- Episode poster, designed by Graham Humphreys
- Episode no.: Series 1 Episode 1
- Directed by: David Kerr
- Written by: Steve Pemberton and Reece Shearsmith
- Original air date: 5 February 2014
- Running time: 30 minutes

Guest appearances
- Katherine Parkinson as Rebecca; Tim Key as Ian; Luke Pasqualino as Lee; Ophelia Lovibond as Rachel; Anne Reid as Geraldine; Julian Rhind-Tutt as Mark; Anna Chancellor as Elizabeth; Marc Wootton as "Stinky" John; Ben Willbond as Jeremy; Timothy West as Andrew;

Episode chronology
| ← Previous — | Next → "A Quiet Night In" |

= Sardines (Inside No. 9) =

"Sardines" is the first episode of the first series of the British black comedy anthology series Inside No. 9. Written by Steve Pemberton and Reece Shearsmith, it premiered on BBC Two and BBC Two HD on 5 February 2014. In the episode, a group of adults play sardines at an engagement party. Rebecca, the bride-to-be, finds a boring man named Ian in a wardrobe; he introduces himself as a colleague of Jeremy, Rebecca's fiancé. The pair are subsequently joined by family, friends and colleagues of Rebecca and Jeremy. As more people enter the room and step into the wardrobe, secrets shared by some of the characters are revealed, with various allusions to incestuous relationships, child abuse, and adultery. The humour is both dark and British, with references to past unhappiness and polite but awkward interactions.

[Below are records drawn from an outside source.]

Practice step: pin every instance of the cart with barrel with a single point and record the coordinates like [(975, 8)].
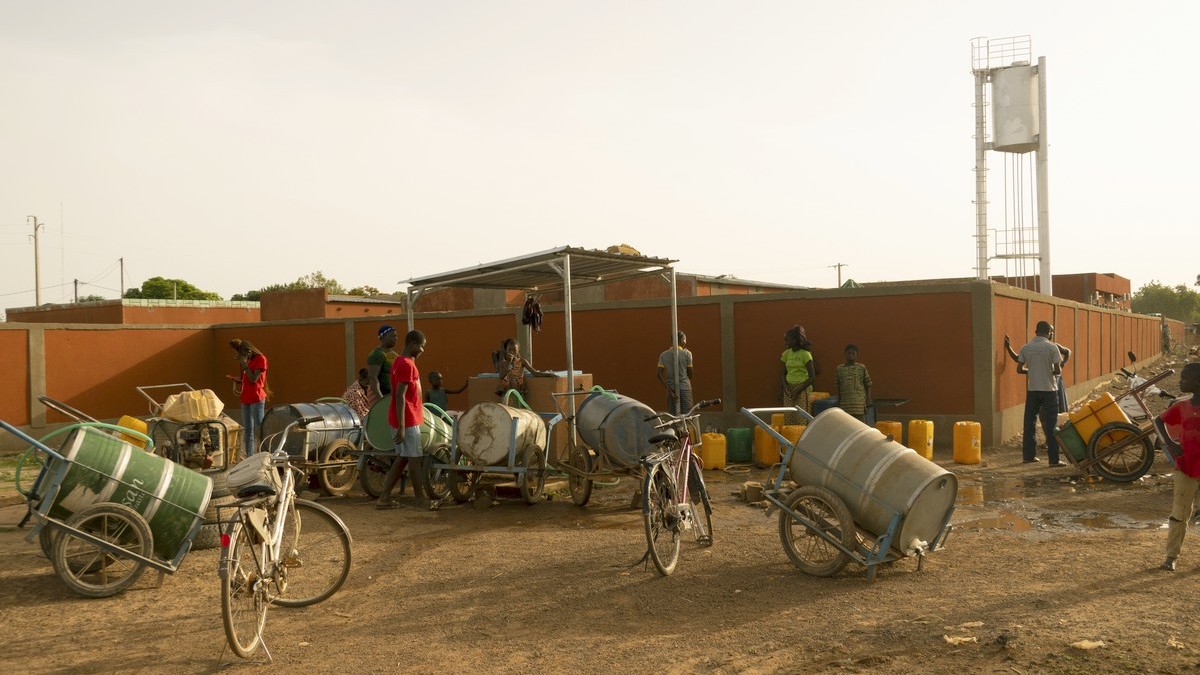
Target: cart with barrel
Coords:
[(105, 509), (859, 496)]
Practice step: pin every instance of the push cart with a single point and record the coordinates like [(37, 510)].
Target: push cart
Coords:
[(858, 496), (1117, 451), (105, 509)]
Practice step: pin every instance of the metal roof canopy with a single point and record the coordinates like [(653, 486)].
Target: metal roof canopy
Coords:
[(563, 268)]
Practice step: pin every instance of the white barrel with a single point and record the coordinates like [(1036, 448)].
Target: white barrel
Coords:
[(616, 426), (487, 431), (876, 478)]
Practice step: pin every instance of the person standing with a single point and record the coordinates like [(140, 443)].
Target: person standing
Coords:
[(379, 362), (853, 384), (252, 390), (1041, 362), (1186, 416), (405, 416), (676, 374), (798, 372)]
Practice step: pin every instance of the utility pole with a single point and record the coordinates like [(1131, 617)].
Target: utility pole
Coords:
[(37, 269)]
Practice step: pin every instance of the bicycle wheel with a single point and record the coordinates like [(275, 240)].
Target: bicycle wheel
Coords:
[(244, 590), (804, 543), (660, 519), (436, 478), (581, 487), (337, 479), (1133, 458), (315, 555), (99, 571), (701, 506)]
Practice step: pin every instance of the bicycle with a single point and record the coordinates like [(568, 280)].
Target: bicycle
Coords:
[(670, 491), (276, 549)]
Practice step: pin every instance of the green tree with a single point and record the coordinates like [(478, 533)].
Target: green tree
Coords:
[(1180, 303), (159, 288)]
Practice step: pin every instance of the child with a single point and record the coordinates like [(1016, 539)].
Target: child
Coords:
[(853, 386), (1186, 452), (437, 395), (798, 371)]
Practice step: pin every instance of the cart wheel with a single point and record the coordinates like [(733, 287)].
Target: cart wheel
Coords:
[(339, 479), (373, 473), (533, 479), (1119, 454), (94, 571), (807, 544), (436, 477), (581, 487)]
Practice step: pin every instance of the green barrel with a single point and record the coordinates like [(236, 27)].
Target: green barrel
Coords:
[(105, 469)]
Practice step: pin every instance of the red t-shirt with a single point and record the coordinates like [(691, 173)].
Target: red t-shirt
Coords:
[(1187, 418), (403, 370), (253, 392)]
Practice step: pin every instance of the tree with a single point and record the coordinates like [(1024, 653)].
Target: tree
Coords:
[(1180, 303), (159, 288)]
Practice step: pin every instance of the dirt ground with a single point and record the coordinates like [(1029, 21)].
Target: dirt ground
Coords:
[(1044, 572)]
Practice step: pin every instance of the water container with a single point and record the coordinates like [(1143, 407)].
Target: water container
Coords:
[(135, 424), (766, 447), (487, 431), (1071, 441), (891, 428), (921, 437), (876, 478), (337, 420), (738, 442), (712, 451), (966, 442), (105, 469), (616, 426)]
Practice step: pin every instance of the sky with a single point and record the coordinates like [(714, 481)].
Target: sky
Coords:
[(238, 144)]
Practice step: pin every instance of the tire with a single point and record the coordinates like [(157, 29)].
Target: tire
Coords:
[(244, 591), (580, 487), (437, 478), (703, 509), (533, 478), (316, 555), (337, 481), (96, 572), (1128, 464), (661, 525), (804, 547), (373, 473)]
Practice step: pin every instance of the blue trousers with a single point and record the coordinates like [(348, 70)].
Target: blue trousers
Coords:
[(1044, 406)]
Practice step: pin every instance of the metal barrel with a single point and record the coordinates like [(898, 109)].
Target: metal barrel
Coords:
[(101, 469), (337, 420), (616, 425), (486, 432), (876, 478)]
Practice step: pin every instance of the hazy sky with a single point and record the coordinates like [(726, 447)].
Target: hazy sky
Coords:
[(239, 144)]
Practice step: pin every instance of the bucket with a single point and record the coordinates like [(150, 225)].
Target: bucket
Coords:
[(921, 437), (1071, 441), (105, 469), (487, 431), (616, 426), (337, 420), (966, 442), (876, 478), (135, 424), (891, 428), (712, 451), (738, 442)]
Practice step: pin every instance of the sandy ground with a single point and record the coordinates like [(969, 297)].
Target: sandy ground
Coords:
[(1041, 565)]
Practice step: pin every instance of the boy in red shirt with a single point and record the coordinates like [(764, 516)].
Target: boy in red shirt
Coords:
[(1186, 416)]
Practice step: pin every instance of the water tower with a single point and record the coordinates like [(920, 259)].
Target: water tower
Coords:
[(1014, 91)]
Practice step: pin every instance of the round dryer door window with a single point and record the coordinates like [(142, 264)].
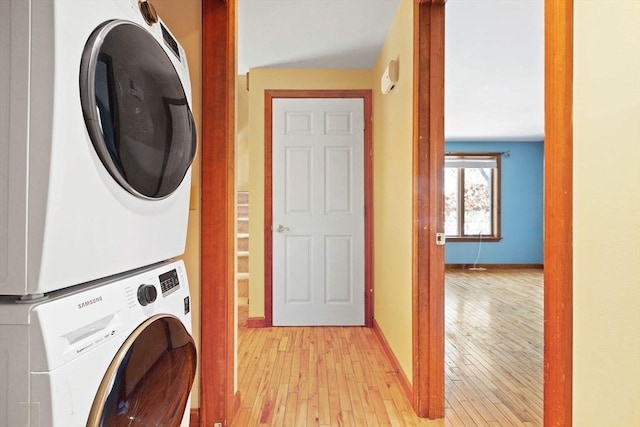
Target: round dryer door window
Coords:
[(149, 380), (136, 111)]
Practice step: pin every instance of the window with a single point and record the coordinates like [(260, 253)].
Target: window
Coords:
[(472, 196)]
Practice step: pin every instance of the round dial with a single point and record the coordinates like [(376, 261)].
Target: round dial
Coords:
[(147, 294)]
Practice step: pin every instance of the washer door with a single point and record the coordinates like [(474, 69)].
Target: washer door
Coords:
[(149, 380), (136, 110)]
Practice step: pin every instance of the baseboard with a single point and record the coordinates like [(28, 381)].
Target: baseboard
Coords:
[(194, 417), (402, 377), (494, 266), (256, 322)]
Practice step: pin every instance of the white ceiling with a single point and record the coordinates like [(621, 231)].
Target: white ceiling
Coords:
[(494, 73)]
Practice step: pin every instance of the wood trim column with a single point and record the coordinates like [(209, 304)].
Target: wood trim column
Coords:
[(217, 216), (558, 213), (428, 210)]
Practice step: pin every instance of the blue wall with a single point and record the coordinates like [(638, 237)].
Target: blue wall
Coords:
[(521, 196)]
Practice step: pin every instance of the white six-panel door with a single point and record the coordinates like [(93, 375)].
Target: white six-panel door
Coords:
[(318, 211)]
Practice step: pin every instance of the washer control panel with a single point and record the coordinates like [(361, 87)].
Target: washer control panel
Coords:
[(147, 294)]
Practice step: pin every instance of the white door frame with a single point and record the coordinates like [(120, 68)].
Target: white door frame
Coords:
[(368, 194)]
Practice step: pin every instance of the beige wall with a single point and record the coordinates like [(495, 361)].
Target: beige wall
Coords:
[(606, 213), (184, 20), (260, 80), (392, 183), (242, 134)]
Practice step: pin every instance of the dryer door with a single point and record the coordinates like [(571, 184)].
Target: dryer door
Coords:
[(149, 380), (136, 110)]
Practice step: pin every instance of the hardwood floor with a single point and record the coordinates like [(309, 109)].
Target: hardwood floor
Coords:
[(339, 376), (493, 347)]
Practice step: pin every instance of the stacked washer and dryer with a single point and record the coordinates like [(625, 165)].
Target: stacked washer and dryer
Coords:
[(96, 144)]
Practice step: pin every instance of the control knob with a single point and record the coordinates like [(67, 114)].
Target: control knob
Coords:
[(147, 294)]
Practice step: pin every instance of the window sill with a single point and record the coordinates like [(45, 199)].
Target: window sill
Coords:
[(472, 239)]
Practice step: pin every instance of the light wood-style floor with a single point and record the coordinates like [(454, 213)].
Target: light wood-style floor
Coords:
[(339, 376)]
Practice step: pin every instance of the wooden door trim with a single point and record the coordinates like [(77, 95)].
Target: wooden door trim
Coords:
[(217, 365), (558, 214), (368, 192), (217, 346), (428, 210)]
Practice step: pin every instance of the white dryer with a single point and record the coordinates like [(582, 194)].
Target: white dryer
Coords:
[(110, 353), (96, 142)]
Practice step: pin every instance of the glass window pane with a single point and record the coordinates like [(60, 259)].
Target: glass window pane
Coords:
[(451, 204), (477, 201)]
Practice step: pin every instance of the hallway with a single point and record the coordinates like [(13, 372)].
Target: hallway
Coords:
[(340, 376)]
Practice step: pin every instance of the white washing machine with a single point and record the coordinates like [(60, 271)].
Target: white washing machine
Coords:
[(96, 142), (109, 353)]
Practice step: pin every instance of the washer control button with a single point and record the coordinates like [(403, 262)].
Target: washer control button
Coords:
[(147, 294)]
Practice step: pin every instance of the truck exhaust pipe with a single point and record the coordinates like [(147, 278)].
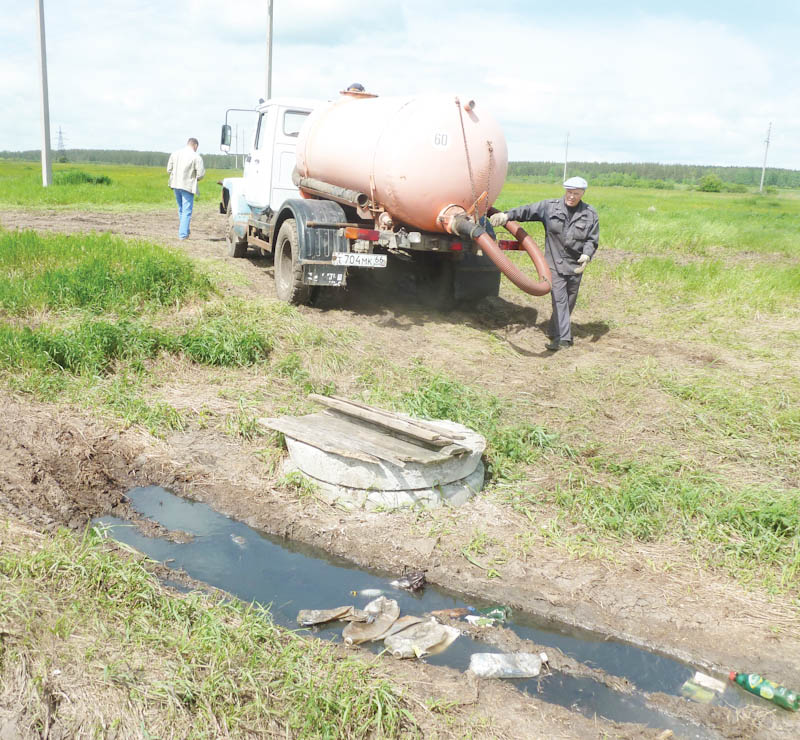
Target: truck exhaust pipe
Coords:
[(462, 225), (348, 197)]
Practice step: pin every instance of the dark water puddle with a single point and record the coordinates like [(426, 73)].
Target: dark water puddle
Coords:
[(287, 577)]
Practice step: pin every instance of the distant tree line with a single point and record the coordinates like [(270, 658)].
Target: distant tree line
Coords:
[(652, 174), (119, 156)]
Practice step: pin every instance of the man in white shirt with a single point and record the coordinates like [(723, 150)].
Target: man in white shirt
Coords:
[(185, 168)]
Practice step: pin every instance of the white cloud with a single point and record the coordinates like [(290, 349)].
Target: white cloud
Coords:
[(636, 87)]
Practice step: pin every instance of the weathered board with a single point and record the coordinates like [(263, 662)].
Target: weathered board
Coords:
[(368, 434)]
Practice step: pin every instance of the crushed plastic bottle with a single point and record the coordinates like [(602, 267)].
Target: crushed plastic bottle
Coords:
[(382, 614), (505, 665), (768, 690), (421, 639), (370, 593), (499, 613)]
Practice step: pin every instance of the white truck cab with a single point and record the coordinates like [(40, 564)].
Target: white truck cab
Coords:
[(315, 240), (269, 165)]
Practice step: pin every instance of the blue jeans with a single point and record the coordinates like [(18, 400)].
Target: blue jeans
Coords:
[(185, 204)]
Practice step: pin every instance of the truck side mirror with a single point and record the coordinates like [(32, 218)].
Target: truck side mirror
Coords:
[(225, 138)]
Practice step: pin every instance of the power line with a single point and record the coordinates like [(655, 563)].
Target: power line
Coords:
[(47, 168), (62, 152), (764, 166)]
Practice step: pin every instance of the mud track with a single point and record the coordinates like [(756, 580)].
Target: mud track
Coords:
[(61, 467)]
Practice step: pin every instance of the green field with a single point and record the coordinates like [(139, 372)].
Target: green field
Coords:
[(130, 187), (715, 273), (677, 423)]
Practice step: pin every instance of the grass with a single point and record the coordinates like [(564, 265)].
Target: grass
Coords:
[(96, 273), (734, 289), (649, 222), (747, 529), (707, 463), (101, 186), (131, 656)]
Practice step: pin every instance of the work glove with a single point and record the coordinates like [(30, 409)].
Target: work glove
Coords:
[(583, 260)]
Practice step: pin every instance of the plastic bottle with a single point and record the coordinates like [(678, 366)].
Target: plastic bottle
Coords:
[(505, 665), (768, 690), (499, 613)]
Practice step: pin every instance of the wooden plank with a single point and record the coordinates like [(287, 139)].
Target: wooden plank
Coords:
[(373, 439), (421, 423), (392, 422), (350, 437), (288, 425), (384, 420), (317, 432)]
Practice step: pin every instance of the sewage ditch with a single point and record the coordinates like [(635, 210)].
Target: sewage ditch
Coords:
[(288, 577)]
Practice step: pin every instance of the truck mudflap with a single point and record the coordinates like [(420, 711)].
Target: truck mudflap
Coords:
[(234, 202), (319, 236)]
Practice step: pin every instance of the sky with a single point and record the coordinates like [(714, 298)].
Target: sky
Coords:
[(676, 81)]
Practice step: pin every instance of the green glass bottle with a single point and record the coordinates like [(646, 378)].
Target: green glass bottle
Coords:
[(768, 690)]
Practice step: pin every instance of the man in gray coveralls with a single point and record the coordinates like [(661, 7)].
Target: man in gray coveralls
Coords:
[(571, 233)]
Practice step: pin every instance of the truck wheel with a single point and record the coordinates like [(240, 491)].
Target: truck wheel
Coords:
[(288, 271), (237, 245)]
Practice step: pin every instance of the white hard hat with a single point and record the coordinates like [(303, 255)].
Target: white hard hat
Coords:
[(576, 183)]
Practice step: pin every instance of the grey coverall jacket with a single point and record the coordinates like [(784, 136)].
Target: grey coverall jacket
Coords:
[(566, 238)]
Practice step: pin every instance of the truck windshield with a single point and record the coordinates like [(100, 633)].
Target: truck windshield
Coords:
[(293, 121)]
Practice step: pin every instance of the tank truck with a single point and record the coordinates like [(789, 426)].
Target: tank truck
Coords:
[(365, 182)]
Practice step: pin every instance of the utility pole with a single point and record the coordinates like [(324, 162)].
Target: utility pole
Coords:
[(47, 167), (764, 166), (62, 152), (269, 49)]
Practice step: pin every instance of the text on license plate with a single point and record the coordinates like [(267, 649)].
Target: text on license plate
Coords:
[(356, 259)]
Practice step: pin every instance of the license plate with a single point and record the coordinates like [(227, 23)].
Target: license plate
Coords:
[(323, 275), (356, 259)]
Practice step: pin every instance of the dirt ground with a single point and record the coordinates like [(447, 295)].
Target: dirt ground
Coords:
[(61, 467)]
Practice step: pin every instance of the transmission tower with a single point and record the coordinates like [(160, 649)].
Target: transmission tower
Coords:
[(62, 152)]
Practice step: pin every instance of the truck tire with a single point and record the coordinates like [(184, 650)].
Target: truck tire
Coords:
[(237, 245), (288, 271)]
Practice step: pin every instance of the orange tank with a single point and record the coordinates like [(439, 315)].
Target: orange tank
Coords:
[(407, 154)]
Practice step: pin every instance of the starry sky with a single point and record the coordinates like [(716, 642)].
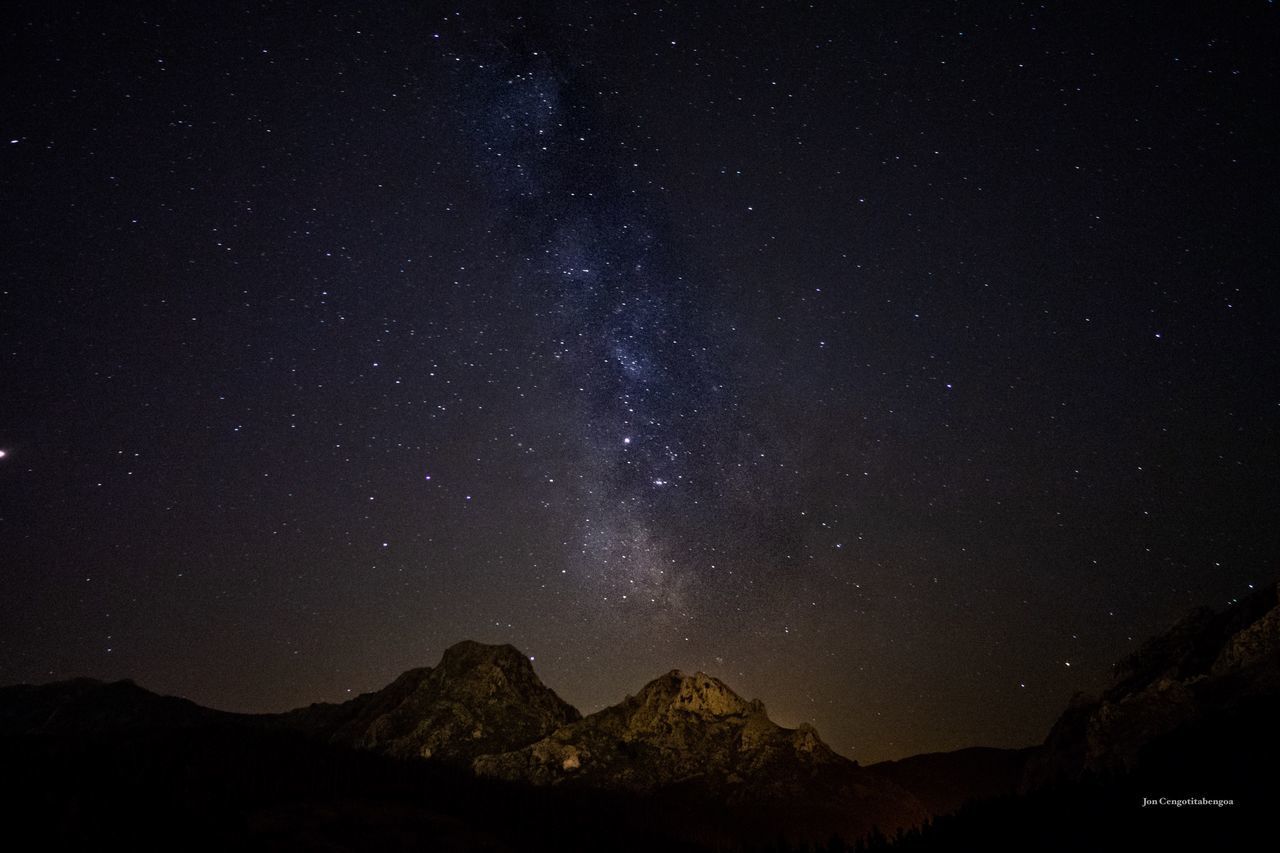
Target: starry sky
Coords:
[(901, 364)]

The story takes place entirely in the bedroom of a country house, with much of the filming taking place inside the wardrobe. Pemberton and Shearsmith wrote the episode with the intention of evoking a feeling of claustrophobia in viewers. In addition to the writers, the episode starred Katherine Parkinson, Tim Key, Luke Pasqualino, Ophelia Lovibond, Anne Reid, Julian Rhind-Tutt, Anna Chancellor, Marc Wootton, Ben Willbond and Timothy West. The cast and writing were praised by television critics, and the episode was chosen as pick of the day in a number of publications. On its first showing, "Sardines" was watched by 1.1 million viewers, which was 5.6% of the audience.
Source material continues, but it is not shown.